The exotic flavours will bring joy to any morning, or you can have it as a pre-workout meal to fuel your body.
Once the pineapple is made, you can keep it in the fridge for a few days and use as topping on, for example, my healthy pancakes made without bananas. Recipe here
- 1/2 pineapple
- maple syrup (enough to cover the pineapple)
- 1 tsp vanilla seeds ((you can use cinnamon if you don't have vanilla seeds) but will, naturally, give a different flavour)
- 1 pot coconut yoghurt
- 1 handfull mint leaves (chopped finely)
- 1/3 cup oats
HOW TO CUT A PINEAPPLE:
STEP 1: Lay the pineapple side down on the cutting board, and cut off the top and the bottom.
STEP 2: Set the pineapple bottom-side down on the cutting board, and begin to cut the skin away from the flesh of the fruit. If any stubborn eyes remain, use the tip of a vegetable peeler to scoop them out.

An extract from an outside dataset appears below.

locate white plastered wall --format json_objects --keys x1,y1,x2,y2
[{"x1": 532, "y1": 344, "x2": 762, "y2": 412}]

STEP 3: Cut vertically straight through the core (centre) of the pineapple. And then cut each half in half again, leaving you with four equal pieces.
STEP 4: Slice the core off of each fourth.
Peel and cut the pineapple as above. But cut only half of the pineapple in half. Eat the other half as it is or chop up and keep in the freezer for smoothies.
Put the two pineapple chunks in a deep baking tray and cover well with maple syrup and vanilla (or cinnamon) Give it a good toss with your hands making sure every bit is covered.
Bake in the oven for 20-25 minutes at 180 C.
Once cooled slightly, cut into small pieces.
Mix the coconut yoghurt with the finely cut mint and the oats. Pour in a bowl and serve with the marinated pineapple pieces on top. Enjoy!